One of the essential elements in this election that broke with the past (Perrineau, 2008) and that paved the way to a comfortable victory for Sarkozy in the 2007 presidential election was the surprising erosion of the Le Pen vote. His support decreased from 4,804,713 votes in 2002 to 3,834,530 votes in 2007 representing a loss of 970,183 voters in spite of a strong increase in the number of registered voters on electoral lists (+3,278,145 voters) and the number of people who actually voted (+7,758,509). Le Pen who obtained 16.86% of the votes cast (11.66% of registered voters) on April 21, 2002, scored only 10.44% (8.62% of registered voters) on April 22, 2007 (Evans and Ivaldi, 2007; Fourquet, 2007; Mayer, 2007).

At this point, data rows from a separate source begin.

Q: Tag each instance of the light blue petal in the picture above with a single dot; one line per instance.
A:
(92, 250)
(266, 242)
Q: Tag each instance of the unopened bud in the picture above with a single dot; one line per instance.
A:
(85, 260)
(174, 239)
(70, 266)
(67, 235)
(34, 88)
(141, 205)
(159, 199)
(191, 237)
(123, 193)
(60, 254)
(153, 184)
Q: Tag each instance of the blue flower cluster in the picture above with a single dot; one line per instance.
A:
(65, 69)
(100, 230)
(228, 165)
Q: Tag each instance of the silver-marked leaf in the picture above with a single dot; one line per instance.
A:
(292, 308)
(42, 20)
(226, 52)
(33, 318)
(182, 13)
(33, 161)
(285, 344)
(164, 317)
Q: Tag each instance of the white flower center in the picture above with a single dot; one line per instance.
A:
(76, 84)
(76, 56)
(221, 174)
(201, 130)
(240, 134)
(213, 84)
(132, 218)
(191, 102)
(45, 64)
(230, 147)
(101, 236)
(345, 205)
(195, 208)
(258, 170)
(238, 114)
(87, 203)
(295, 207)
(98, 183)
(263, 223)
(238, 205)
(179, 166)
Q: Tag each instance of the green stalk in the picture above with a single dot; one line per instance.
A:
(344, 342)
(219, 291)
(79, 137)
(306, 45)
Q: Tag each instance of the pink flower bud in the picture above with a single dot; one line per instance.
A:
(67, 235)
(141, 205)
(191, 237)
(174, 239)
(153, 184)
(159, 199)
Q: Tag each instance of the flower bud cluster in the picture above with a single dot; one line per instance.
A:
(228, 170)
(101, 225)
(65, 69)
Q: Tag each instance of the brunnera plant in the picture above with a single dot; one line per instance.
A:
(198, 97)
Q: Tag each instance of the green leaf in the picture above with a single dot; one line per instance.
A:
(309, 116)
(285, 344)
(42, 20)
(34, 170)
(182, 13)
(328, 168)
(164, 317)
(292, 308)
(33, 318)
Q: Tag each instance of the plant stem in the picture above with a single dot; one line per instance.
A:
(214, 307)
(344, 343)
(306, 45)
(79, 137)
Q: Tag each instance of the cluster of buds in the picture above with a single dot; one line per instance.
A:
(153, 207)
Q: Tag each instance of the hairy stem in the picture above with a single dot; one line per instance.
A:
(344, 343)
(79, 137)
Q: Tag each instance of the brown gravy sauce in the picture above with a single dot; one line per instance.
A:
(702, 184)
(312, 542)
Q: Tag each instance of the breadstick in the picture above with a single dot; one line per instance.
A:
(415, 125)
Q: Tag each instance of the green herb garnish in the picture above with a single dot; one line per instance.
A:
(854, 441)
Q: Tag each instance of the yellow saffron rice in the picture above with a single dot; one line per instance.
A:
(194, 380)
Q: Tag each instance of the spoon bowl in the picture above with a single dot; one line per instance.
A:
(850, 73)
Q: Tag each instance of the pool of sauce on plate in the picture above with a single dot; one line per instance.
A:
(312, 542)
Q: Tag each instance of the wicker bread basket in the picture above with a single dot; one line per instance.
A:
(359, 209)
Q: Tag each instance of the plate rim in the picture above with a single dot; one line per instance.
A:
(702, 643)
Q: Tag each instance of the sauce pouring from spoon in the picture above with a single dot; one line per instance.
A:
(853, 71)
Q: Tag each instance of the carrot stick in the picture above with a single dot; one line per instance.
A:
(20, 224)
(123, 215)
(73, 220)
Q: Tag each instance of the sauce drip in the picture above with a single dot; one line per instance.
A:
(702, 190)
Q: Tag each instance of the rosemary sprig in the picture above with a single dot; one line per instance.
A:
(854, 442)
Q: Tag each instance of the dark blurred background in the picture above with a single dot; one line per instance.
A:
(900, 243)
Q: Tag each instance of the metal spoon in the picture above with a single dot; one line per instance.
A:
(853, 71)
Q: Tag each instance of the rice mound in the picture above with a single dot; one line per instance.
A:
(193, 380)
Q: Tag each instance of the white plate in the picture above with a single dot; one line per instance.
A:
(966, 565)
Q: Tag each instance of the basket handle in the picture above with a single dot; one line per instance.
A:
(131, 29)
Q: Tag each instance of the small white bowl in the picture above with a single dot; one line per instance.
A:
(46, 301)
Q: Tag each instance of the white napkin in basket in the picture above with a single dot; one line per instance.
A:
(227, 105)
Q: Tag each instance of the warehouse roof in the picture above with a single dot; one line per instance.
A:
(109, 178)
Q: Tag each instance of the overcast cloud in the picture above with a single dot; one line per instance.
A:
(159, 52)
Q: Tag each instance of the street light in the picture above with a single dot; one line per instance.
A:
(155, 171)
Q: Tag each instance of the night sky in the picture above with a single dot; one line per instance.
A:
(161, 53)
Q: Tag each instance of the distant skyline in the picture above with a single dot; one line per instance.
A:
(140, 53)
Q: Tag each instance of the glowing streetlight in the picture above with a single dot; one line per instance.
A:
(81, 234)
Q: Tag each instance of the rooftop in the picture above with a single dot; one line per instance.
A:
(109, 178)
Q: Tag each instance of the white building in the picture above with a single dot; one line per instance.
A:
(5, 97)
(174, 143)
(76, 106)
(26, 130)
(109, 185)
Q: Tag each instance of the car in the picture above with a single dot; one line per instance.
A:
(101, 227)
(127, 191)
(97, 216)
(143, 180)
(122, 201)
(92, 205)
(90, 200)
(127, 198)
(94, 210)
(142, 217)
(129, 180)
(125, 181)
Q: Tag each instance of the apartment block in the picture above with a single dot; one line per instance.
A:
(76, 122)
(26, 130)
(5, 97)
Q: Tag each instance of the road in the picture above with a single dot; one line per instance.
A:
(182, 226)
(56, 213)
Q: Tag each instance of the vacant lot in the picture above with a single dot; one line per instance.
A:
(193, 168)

The 2007 election was far removed from the electoral “shock” of 2002 when Le Pen eliminated Lionel Jospin and made it through to the second round. The extreme-right had already experienced such an electoral downturn in some European democracies but this usually occurred following a period in power. This was the case for the Freiheitliche Partei Osterreichs (FPO) in Austria and for the Liste Pim Fortuyin (LPF) in the Netherlands. After the exceptional success of the FPO in the 1999 legislative election (26.9% of votes cast, which was as high as the level attained by the right-wing party, the OVP), it entered the government headed by the conservative chancellor Wolfgang Schussel. After several years in government with the conservatives from the OVP, the FPO once again found itself at the level of the 2002 legislative election and then at 11% in the 2006 legislative election. It subsequently rose to 17.5% during the most recent legislative election in 2008 when it once again found a space for itself within the opposition. The situation was the same for the LPF, which obtained 17% of the vote in the 2002 legislative election and became part of a government formed by a union of right-wing parties (with the Christian Democratic Appeal, the CDA, and the People’s Party for Freedom and Democracy, the VVD) headed by Jan Peter Balkenende. Its share of the vote then decreased once more to 5.7% in the 2003 legislative election and then to 0.2% in the 2006 election.